По пути домой в безлюдном месте чудовище переплыло речку Сутянку: вода смыла с него засохшую кровь, грязь и прилипшие к шкуре кусочки коровьей кожи и внутренностей. За несколько минут чудовище пробежало по лесу охотхозяйства два километра и остановилось в осиннике метрах в ста от штакетника, отделяющего лес от большого неухоженного сада. В саду виднелась крытая жестью крыша дома – его убежища. Дом стоял последним на улице академпоселка.
Чудовище медленно опустилось на землю, предчувствуя уже начинающийся в нем процесс обратного превращения.

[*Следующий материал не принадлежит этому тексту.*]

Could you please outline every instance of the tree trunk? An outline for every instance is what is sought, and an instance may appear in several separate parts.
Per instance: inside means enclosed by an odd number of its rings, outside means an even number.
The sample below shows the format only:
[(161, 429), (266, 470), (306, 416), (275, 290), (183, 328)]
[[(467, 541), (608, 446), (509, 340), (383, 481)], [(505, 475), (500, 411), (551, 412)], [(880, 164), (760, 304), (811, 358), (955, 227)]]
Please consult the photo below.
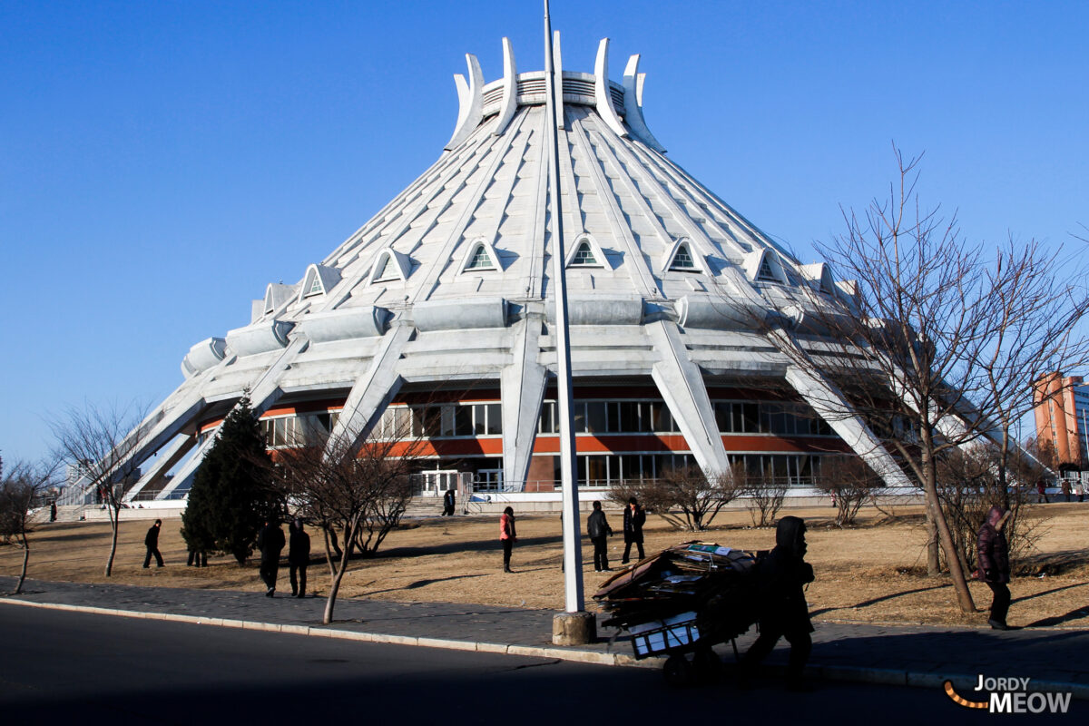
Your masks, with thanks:
[(110, 525), (113, 527), (113, 536), (110, 538), (110, 558), (106, 561), (106, 577), (113, 573), (113, 557), (118, 554), (118, 529), (121, 528), (121, 507), (114, 508), (112, 504), (107, 505), (110, 514)]
[(26, 541), (26, 532), (23, 532), (23, 570), (19, 574), (19, 582), (15, 583), (15, 594), (23, 592), (23, 582), (26, 581), (26, 564), (30, 561), (30, 543)]
[(326, 564), (329, 565), (329, 577), (335, 577), (337, 576), (337, 569), (333, 567), (332, 547), (329, 546), (329, 530), (325, 527), (325, 525), (321, 526), (321, 532), (325, 534), (325, 542), (326, 542)]
[[(926, 488), (923, 488), (926, 491)], [(938, 545), (938, 517), (934, 516), (934, 506), (930, 502), (929, 492), (927, 499), (927, 577), (938, 577), (942, 574), (941, 556)], [(939, 510), (941, 504), (939, 503)]]
[(326, 613), (321, 618), (323, 625), (329, 625), (333, 622), (333, 606), (337, 604), (337, 593), (340, 592), (341, 580), (344, 579), (344, 574), (347, 571), (348, 563), (352, 559), (352, 545), (355, 539), (356, 527), (357, 522), (351, 522), (351, 525), (344, 527), (344, 555), (341, 557), (340, 566), (333, 576), (332, 586), (329, 588), (329, 599), (326, 600)]
[[(925, 441), (923, 446), (928, 443)], [(950, 579), (953, 580), (953, 590), (956, 592), (957, 604), (960, 605), (962, 613), (975, 613), (976, 603), (972, 601), (971, 592), (968, 590), (968, 582), (964, 579), (960, 556), (957, 554), (956, 545), (953, 543), (953, 533), (950, 531), (949, 522), (945, 521), (941, 501), (938, 499), (938, 463), (933, 456), (929, 455), (929, 452), (925, 452), (922, 455), (922, 472), (925, 476), (922, 489), (927, 494), (929, 508), (933, 513), (938, 538), (941, 542), (942, 552), (945, 553), (945, 562), (950, 566)]]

Знакомая сияющая волна накатилась и с чудовищной болью, отозвавшейся во всем теле, захлестнула его. Морфирование началось и закончилось в считанные секунды: исчезла, растаяла лохматая шкура, когти и вытянутая зубастая морда. На траве лежал сжавшийся в комок обнаженный человек. Кожа его была покрыта капельками пота и вздрагивала от мелких частых судорог, сотрясавших мышцы тела. Взгляд еще был остекленевший, и зрачки расширились почти во всю радужку. Но радужке уже вернулся естественный цвет. Сдавленно всхлипнув, человек с трудом привстал на колени. Нашарил под кустом присыпанный листьями сверток – свою одежду – черный комбинезон, черные кожаные сапоги на мягкой подошве, шапочку и перчатки. Но не стал одеваться: и сил не было, да и до дома было уже рукой подать. К тому же вряд ли кто мог его сейчас заметить – пусть и на излете, но все еще царила ночь. Человек по-собачьи встряхнулся и медленно поднялся на ноги.

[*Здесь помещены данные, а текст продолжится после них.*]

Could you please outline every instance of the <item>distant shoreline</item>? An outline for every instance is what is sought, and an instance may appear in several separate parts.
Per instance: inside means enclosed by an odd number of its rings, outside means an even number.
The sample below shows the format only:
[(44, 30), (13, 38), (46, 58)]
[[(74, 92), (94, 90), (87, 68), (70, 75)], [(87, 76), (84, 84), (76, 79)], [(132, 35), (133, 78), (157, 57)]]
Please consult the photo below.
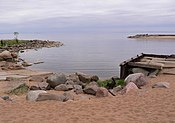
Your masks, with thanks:
[(127, 38), (135, 38), (135, 39), (174, 39), (174, 34), (137, 34), (134, 36), (128, 36)]

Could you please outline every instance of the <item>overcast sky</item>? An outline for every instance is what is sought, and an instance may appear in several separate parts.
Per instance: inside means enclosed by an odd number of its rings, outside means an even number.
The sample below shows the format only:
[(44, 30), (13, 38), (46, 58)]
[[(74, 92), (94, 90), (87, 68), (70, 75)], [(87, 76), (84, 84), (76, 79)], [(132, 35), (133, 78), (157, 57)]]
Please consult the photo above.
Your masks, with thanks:
[(174, 0), (0, 0), (0, 31), (175, 26)]

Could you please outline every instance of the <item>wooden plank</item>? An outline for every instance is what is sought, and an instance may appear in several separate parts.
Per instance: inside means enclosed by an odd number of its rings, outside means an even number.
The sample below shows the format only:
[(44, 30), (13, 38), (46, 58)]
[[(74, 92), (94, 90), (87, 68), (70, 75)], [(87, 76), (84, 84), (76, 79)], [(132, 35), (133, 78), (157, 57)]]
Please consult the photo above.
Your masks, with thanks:
[(135, 67), (144, 67), (144, 68), (153, 68), (153, 69), (162, 69), (163, 64), (161, 63), (147, 63), (147, 62), (129, 62), (128, 65)]
[(172, 68), (172, 69), (163, 69), (161, 73), (175, 75), (175, 68)]

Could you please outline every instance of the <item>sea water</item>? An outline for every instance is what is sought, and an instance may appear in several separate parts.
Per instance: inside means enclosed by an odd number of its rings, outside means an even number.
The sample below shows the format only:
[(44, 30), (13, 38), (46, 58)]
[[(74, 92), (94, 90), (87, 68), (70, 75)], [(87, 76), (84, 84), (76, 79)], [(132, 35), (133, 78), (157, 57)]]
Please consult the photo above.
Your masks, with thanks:
[(32, 69), (52, 72), (83, 72), (100, 77), (119, 76), (119, 64), (141, 53), (175, 54), (175, 40), (128, 39), (133, 32), (79, 32), (21, 34), (21, 39), (55, 40), (61, 47), (27, 50), (20, 57), (29, 62), (43, 61)]

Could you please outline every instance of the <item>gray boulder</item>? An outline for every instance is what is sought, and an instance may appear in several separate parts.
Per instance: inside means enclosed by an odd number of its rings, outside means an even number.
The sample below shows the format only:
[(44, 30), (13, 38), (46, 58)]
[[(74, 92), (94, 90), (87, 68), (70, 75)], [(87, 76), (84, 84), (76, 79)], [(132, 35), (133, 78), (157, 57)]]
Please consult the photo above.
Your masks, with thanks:
[(92, 81), (97, 82), (98, 80), (99, 80), (99, 77), (98, 77), (98, 76), (96, 76), (96, 75), (91, 76), (91, 82), (92, 82)]
[(95, 83), (89, 83), (88, 85), (86, 85), (83, 91), (86, 94), (96, 95), (98, 88), (98, 85), (96, 85)]
[(138, 89), (139, 89), (139, 88), (137, 87), (137, 85), (136, 85), (135, 83), (130, 82), (130, 83), (128, 83), (128, 84), (125, 86), (125, 88), (122, 90), (122, 91), (123, 91), (122, 94), (128, 93), (128, 92), (131, 91), (131, 90), (138, 90)]
[(149, 74), (149, 71), (143, 69), (143, 68), (132, 68), (133, 73), (143, 73), (145, 76)]
[(38, 96), (39, 96), (39, 94), (42, 94), (42, 93), (47, 93), (47, 92), (43, 91), (43, 90), (29, 91), (27, 93), (26, 99), (28, 101), (36, 101)]
[(170, 83), (168, 82), (157, 82), (152, 86), (152, 88), (169, 88)]
[(108, 96), (108, 90), (104, 87), (99, 87), (96, 92), (96, 97), (107, 97)]
[(41, 90), (50, 90), (51, 89), (51, 87), (49, 86), (49, 84), (47, 82), (40, 82), (40, 83), (38, 83), (38, 87)]
[(130, 74), (125, 78), (125, 83), (128, 84), (133, 82), (137, 85), (137, 87), (144, 86), (148, 83), (146, 76), (143, 73), (134, 73)]
[(34, 81), (34, 82), (43, 82), (44, 79), (40, 76), (32, 76), (29, 81)]
[(99, 77), (96, 75), (90, 76), (84, 73), (76, 73), (76, 75), (79, 77), (79, 80), (83, 83), (90, 83), (92, 81), (98, 81)]
[(83, 89), (82, 89), (82, 86), (81, 86), (81, 85), (74, 85), (73, 87), (74, 87), (74, 92), (75, 92), (76, 94), (81, 94), (81, 93), (83, 93)]
[(119, 85), (119, 86), (117, 86), (117, 87), (115, 87), (115, 88), (113, 88), (113, 89), (110, 89), (109, 92), (110, 92), (113, 96), (116, 96), (117, 93), (118, 93), (119, 91), (121, 91), (122, 89), (123, 89), (122, 86)]
[(68, 100), (74, 100), (74, 96), (70, 93), (64, 93), (63, 96), (64, 96), (63, 102), (68, 101)]
[(60, 84), (58, 86), (55, 87), (56, 91), (68, 91), (73, 89), (72, 85), (66, 85), (66, 84)]
[(12, 99), (9, 96), (2, 96), (1, 98), (5, 101), (12, 101)]
[(40, 88), (38, 86), (32, 85), (29, 88), (30, 90), (40, 90)]
[(29, 62), (27, 62), (27, 61), (23, 61), (21, 64), (22, 64), (22, 66), (24, 66), (24, 67), (32, 66), (32, 63), (29, 63)]
[(72, 80), (67, 80), (65, 84), (66, 85), (75, 85), (75, 83)]
[(49, 83), (49, 85), (52, 88), (55, 88), (57, 85), (66, 83), (66, 76), (62, 73), (61, 74), (53, 74), (47, 78), (46, 82)]
[(67, 76), (67, 81), (79, 82), (80, 80), (77, 74), (74, 73)]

Все еще скованно, механически двигаясь, он миновал осинник и перелез через штакетник в сад. Открыв скрипнувшую деревянную дверцу, человек исчез во мраке заброшенного погреба, над которым склонились траурно черные силуэты трех старых раскидистых кленов.
* * *
За единственным, небольшим и очень узким окном, похожим на бойницу средневекового замка, виднелись верхушки деревьев, выделяющиеся на фоне уже начинающего светлеть небосвода. Окно по-прежнему было задернуто черными плотными шторами так, что оставалась лишь небольшая щель. И с фотографий, которыми были сплошь увешаны стены чердачной комнаты, щерились оскаленные пасти и сверкали узкие глаза волков.
Человек вылез из люка и прикрыл за собой крышку. Швырнул в угол сверток с одеждой. Шатаясь от усталости, подошел к низкой тахте, возле которой стояла тумбочка с горящей настольной лампой под узким колпаком. Непослушными пальцами завел на восемь утра будильник, рухнул на покрывало из медвежьих шкур и тут же провалился в глубокий, без сновидений сон.

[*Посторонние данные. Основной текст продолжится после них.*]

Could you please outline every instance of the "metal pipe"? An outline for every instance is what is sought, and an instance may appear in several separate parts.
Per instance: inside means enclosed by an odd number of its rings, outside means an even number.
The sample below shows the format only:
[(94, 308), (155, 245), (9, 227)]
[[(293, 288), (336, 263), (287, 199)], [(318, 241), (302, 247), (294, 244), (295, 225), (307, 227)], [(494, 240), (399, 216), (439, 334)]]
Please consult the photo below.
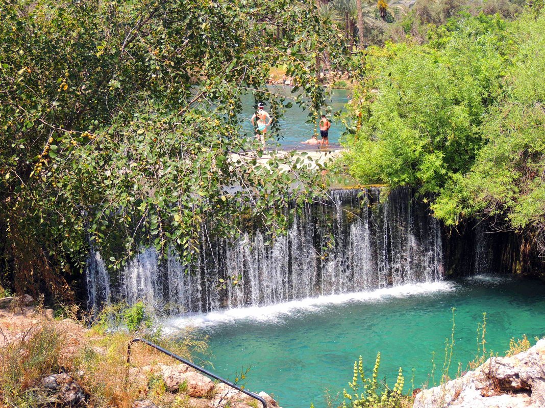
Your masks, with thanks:
[(224, 380), (221, 377), (219, 377), (217, 375), (216, 375), (216, 374), (214, 374), (213, 373), (210, 372), (209, 371), (208, 371), (208, 370), (207, 370), (205, 368), (203, 368), (202, 367), (199, 367), (199, 366), (197, 366), (196, 364), (194, 364), (193, 363), (192, 363), (191, 361), (189, 361), (185, 360), (185, 358), (183, 358), (181, 357), (180, 357), (179, 355), (178, 355), (177, 354), (174, 354), (172, 351), (169, 351), (168, 350), (164, 349), (161, 346), (158, 345), (157, 344), (154, 344), (153, 343), (152, 343), (151, 342), (149, 342), (147, 340), (146, 340), (146, 339), (141, 338), (140, 337), (136, 337), (135, 338), (132, 339), (130, 342), (129, 342), (129, 345), (127, 346), (127, 364), (129, 364), (130, 362), (130, 360), (131, 360), (131, 345), (133, 343), (136, 343), (136, 342), (141, 342), (142, 343), (143, 343), (145, 344), (147, 344), (150, 347), (152, 347), (152, 348), (155, 349), (155, 350), (158, 350), (159, 351), (161, 351), (161, 353), (163, 353), (164, 354), (166, 354), (167, 356), (168, 356), (169, 357), (172, 357), (174, 360), (177, 360), (178, 361), (180, 361), (181, 362), (184, 363), (184, 364), (186, 364), (187, 365), (189, 366), (189, 367), (192, 367), (193, 368), (195, 368), (197, 371), (200, 371), (201, 373), (202, 373), (203, 374), (206, 374), (209, 377), (211, 377), (212, 378), (213, 378), (213, 379), (214, 379), (215, 380), (217, 380), (218, 381), (220, 381), (222, 382), (223, 382), (223, 383), (224, 383), (225, 384), (227, 384), (227, 385), (229, 386), (230, 387), (232, 387), (233, 388), (235, 388), (235, 390), (238, 390), (238, 391), (240, 391), (241, 392), (244, 393), (247, 395), (249, 395), (249, 396), (251, 397), (252, 398), (253, 398), (255, 399), (257, 399), (258, 401), (259, 401), (259, 402), (261, 402), (263, 404), (263, 408), (267, 408), (267, 402), (265, 401), (264, 399), (263, 399), (263, 398), (262, 398), (258, 395), (254, 394), (253, 392), (250, 392), (250, 391), (247, 391), (245, 390), (244, 390), (243, 388), (242, 388), (241, 387), (239, 387), (238, 385), (235, 385), (235, 384), (233, 384), (232, 382), (229, 382), (227, 380)]

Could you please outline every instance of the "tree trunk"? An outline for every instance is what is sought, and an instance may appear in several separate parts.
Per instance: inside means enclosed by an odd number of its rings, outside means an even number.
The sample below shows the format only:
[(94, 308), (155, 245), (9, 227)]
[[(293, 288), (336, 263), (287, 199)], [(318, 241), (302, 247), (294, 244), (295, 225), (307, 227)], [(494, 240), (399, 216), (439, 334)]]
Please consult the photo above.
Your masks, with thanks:
[(356, 10), (358, 12), (358, 45), (363, 50), (364, 44), (364, 11), (361, 8), (361, 0), (356, 0)]

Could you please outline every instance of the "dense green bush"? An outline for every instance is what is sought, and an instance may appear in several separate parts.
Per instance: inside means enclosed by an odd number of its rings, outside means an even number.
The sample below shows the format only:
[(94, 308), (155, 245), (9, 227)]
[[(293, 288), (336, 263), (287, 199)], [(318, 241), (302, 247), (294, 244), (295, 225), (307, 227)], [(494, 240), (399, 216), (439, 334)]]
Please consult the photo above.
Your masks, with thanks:
[(425, 45), (369, 53), (344, 163), (364, 183), (411, 185), (447, 225), (529, 230), (545, 249), (545, 16), (451, 20)]

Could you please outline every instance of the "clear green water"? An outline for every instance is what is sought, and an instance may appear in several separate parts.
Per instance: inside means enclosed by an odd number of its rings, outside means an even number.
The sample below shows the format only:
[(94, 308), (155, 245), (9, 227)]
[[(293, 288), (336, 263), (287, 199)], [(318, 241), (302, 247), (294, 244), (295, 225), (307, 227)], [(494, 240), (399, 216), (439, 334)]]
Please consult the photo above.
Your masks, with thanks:
[(414, 368), (414, 386), (420, 386), (431, 372), (432, 352), (437, 371), (443, 366), (452, 307), (453, 373), (457, 362), (465, 368), (474, 358), (484, 312), (489, 349), (503, 353), (510, 338), (524, 333), (545, 335), (545, 285), (493, 276), (228, 311), (192, 321), (210, 336), (210, 360), (218, 374), (233, 380), (250, 367), (250, 390), (274, 394), (284, 408), (308, 408), (311, 402), (323, 408), (326, 389), (334, 397), (340, 392), (342, 401), (360, 354), (368, 373), (380, 351), (379, 378), (393, 384), (402, 366), (407, 390)]
[[(271, 92), (286, 97), (286, 102), (290, 100), (289, 98), (293, 98), (297, 95), (297, 94), (291, 93), (292, 88), (290, 86), (274, 85), (270, 85), (269, 88)], [(346, 89), (331, 89), (330, 90), (330, 98), (327, 101), (328, 104), (331, 107), (332, 112), (342, 111), (344, 105), (350, 100), (350, 91)], [(251, 134), (253, 131), (250, 119), (255, 112), (253, 96), (250, 94), (245, 94), (242, 95), (241, 98), (243, 103), (241, 115), (243, 129), (243, 131)], [(270, 112), (269, 107), (268, 104), (267, 104), (265, 109)], [(324, 113), (325, 113), (325, 110)], [(291, 108), (286, 110), (283, 117), (278, 120), (281, 126), (281, 133), (278, 134), (272, 133), (269, 134), (271, 137), (269, 144), (274, 143), (271, 142), (271, 140), (274, 141), (274, 139), (277, 139), (278, 143), (284, 149), (300, 147), (301, 146), (299, 143), (310, 138), (314, 134), (314, 124), (305, 123), (308, 119), (308, 110), (302, 110), (296, 104), (294, 103)], [(336, 145), (338, 144), (339, 138), (345, 130), (344, 126), (340, 121), (333, 120), (331, 127), (329, 129), (330, 144)], [(272, 137), (274, 137), (274, 138)], [(308, 147), (308, 145), (303, 146), (306, 146), (307, 148)]]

Лампа скупо освещала лежащего ничком на кровати обнаженного человека. Лица человека не было видно. Он крепко спал.
Но в самую последнюю секунду, когда он уже беспомощно проваливался в сон, в его еще полузверином сознании промелькнула мысль: в эту ночь с его разумом произошло что-то новое. Что-то очень плохое.
И поэтому завтра ночью ему снова придется убивать.
* * *
Но не стерпел, возгневался Господь милосердный, направил молнию со свода небесной сферы, ударила она и поразила чудовище. Распались чары, и разделилось богомерзкое противоестество волколака на душу живую и дьявольский морок. И восплакала безутешно душа грешника над злодеяниями зверя, и взмолилась, алкая покоя, о пощаде. И в своей неизмеримой милости внял Господь пресвятый наш мольбам несчастного. С той поры душа грешника пребывает в чистилище, а волчья сущность, словно чумное поветрие, словно змей неотдыхающий, ходит по грешной земле, ища новые жертвы своей ненасытной злобе.
Магнус Упсальский. Трактат "О вервольфах, мантихорах и иных порождениях Тьмы", 1338 год. Гл.XXXIX.